Very simply, your profit margin is your revenue minus your expenses. In order to figure out what this is in a future time period, you will need to estimate your input costs and your sales value. In some cases, this will be pretty straightforward.
For example, if you have locked in a cost or can determine an expense with reasonable accuracy such as for land, this will be known. Other costs however or the sale value of your product will be more a function of market dynamics in a deferred time period which are largely unknown.
The futures market is referred to as a price discovery mechanism in that buyers and sellers from all over the world actively place bids and make offers to buy or sell contracts on underlying commodities such as corn, soybeans, wheat, hogs, milk and cattle in future time periods.
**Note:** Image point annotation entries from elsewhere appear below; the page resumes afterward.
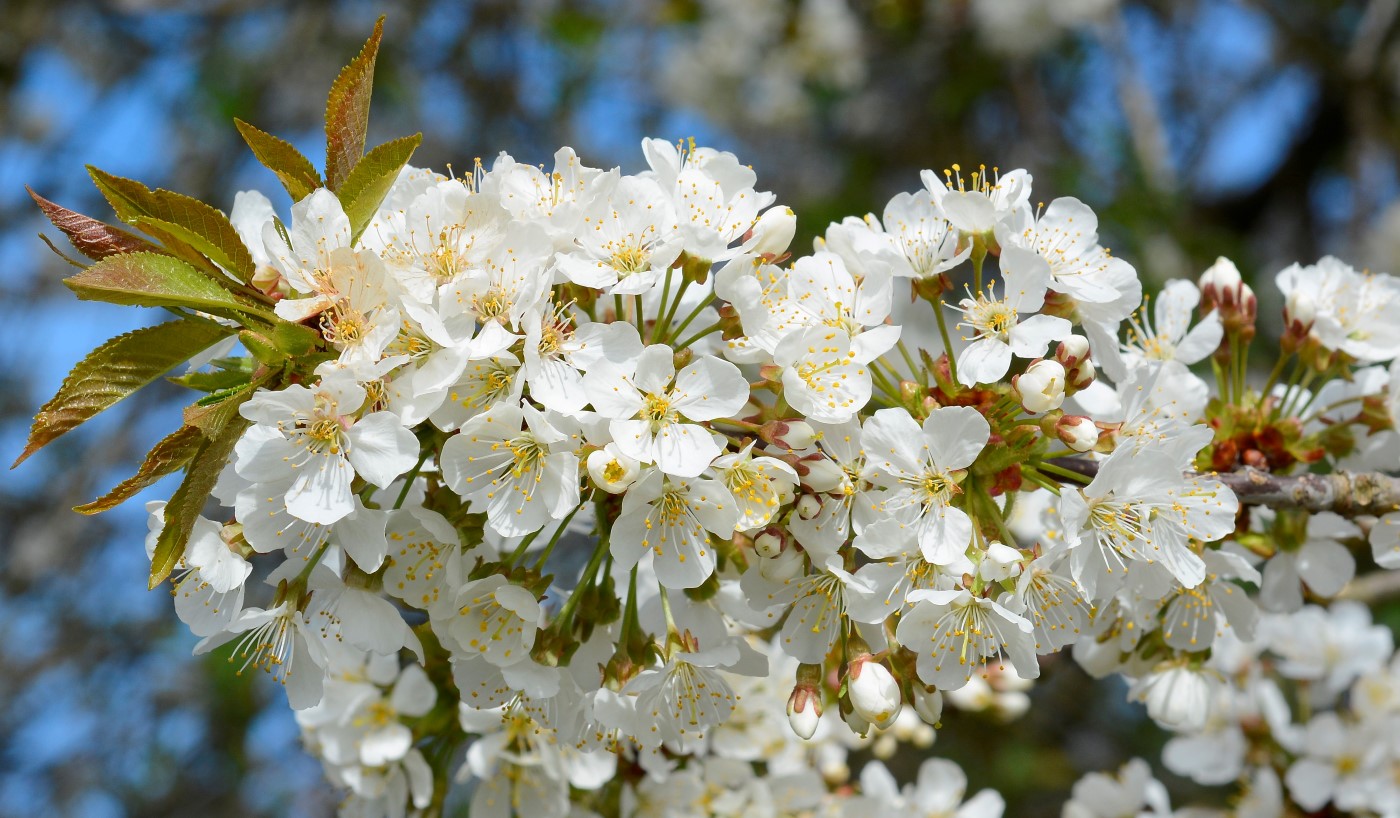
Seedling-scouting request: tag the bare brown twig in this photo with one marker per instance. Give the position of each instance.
(1346, 493)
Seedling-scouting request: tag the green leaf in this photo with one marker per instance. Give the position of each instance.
(147, 279)
(115, 370)
(165, 457)
(294, 171)
(132, 200)
(88, 236)
(294, 339)
(228, 374)
(203, 227)
(189, 497)
(347, 111)
(371, 178)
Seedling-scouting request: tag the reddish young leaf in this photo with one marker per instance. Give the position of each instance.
(88, 236)
(347, 111)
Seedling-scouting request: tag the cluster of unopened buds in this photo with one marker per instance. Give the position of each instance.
(588, 472)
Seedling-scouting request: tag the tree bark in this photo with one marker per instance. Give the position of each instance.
(1346, 493)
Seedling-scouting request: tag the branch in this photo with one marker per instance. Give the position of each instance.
(1346, 493)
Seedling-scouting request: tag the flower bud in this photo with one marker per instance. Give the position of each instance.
(805, 702)
(612, 471)
(772, 233)
(1178, 698)
(1080, 377)
(770, 542)
(858, 724)
(1000, 562)
(1225, 292)
(1220, 282)
(822, 474)
(874, 692)
(790, 434)
(270, 282)
(928, 703)
(1073, 350)
(808, 506)
(1040, 387)
(1077, 432)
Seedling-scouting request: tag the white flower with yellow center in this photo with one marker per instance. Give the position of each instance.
(674, 520)
(976, 205)
(920, 469)
(954, 632)
(557, 350)
(626, 243)
(1004, 327)
(1066, 236)
(825, 376)
(310, 446)
(759, 485)
(303, 252)
(653, 409)
(1141, 507)
(518, 468)
(494, 619)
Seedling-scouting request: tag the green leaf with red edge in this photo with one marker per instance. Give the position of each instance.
(371, 178)
(188, 500)
(165, 457)
(115, 370)
(200, 226)
(130, 200)
(294, 171)
(347, 111)
(90, 237)
(147, 279)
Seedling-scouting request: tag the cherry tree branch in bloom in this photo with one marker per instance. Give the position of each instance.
(1346, 493)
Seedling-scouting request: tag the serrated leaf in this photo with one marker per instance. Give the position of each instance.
(371, 178)
(126, 196)
(200, 226)
(261, 348)
(147, 279)
(165, 457)
(90, 237)
(347, 111)
(130, 200)
(116, 369)
(189, 497)
(216, 381)
(294, 171)
(213, 413)
(294, 339)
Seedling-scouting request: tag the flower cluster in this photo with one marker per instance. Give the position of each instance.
(563, 481)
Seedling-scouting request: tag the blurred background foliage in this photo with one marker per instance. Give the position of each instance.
(1263, 130)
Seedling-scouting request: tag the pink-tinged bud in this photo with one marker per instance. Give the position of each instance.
(270, 282)
(790, 434)
(874, 691)
(1224, 290)
(1040, 387)
(772, 233)
(1077, 432)
(1073, 350)
(769, 544)
(1000, 562)
(822, 474)
(808, 506)
(805, 702)
(1080, 377)
(928, 703)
While the price discovered today on these commodities for delivery or settlement in a future time period may change, the futures market provides a means for these buyers and sellers to discover the value of these commodities daily.
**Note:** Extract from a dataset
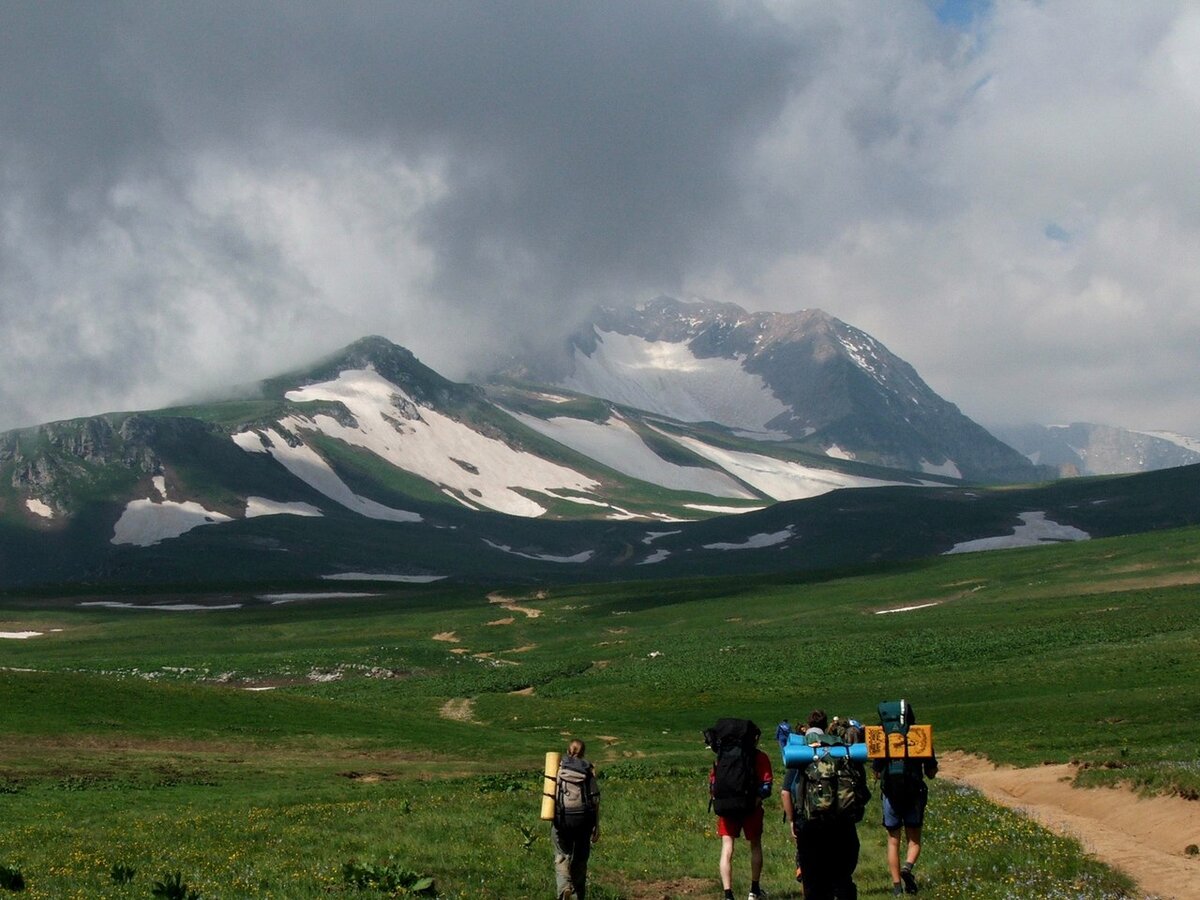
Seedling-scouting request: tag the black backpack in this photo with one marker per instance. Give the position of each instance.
(904, 781)
(575, 795)
(733, 783)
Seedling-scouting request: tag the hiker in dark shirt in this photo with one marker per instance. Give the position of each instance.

Also, because a wide range of buyers and sellers are participating in this open auction process, the market is said to be an unbiased estimator of the forward price expectation.If you are buying or selling agricultural commodities tied to these futures contracts such as corn for example to feed hogs or cattle, the futures price can serve as a proxy for the anticipated cost or revenue for your operation.
It does not matter whether or not the futures price is correct about the eventual value that will prevail in the spot market. What matters more is the price can serve as a reference for your anticipated costs or revenues in that these prices are unbiased and coming from an active, dynamic market. How the prices the futures market discovers relates to the prices you pay or receive for the commodities you buy and sell in your local market is a function of how these values correlate to one another.
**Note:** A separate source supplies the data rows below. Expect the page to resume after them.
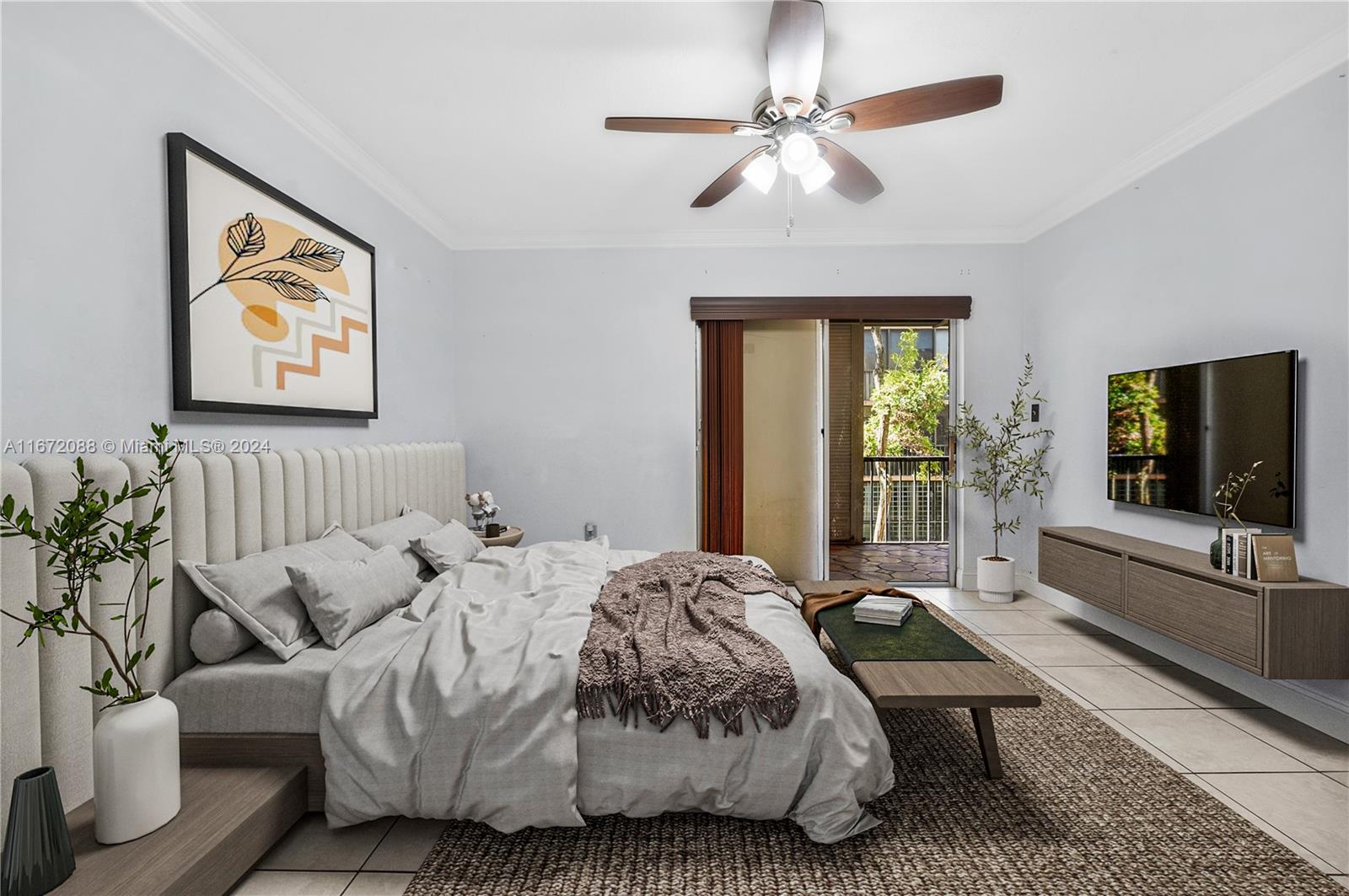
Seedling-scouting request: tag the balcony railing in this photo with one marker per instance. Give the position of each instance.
(915, 494)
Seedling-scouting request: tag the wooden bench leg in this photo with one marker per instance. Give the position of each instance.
(988, 741)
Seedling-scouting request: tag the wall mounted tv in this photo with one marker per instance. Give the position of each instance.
(1175, 432)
The Power of Strong Correlations
Correlation is a degree of association between two or more factors – in this case, a cash price in your local market to a futures price on an organized exchange. If you can determine that there is a strong correlation for prices you pay and receive in your local market to futures prices on the exchange, then the futures market can be used to model your revenues and expenses. In this way, the price discovery role of the futures market becomes a margin discovery tool by extension, and allows you to effectively model your profitability in a forward time period.
While other considerations need to be built into a profit margin model that accurately reflect your unique operation and local cash market dynamics, the futures market will be a central part of modeling forward profitability.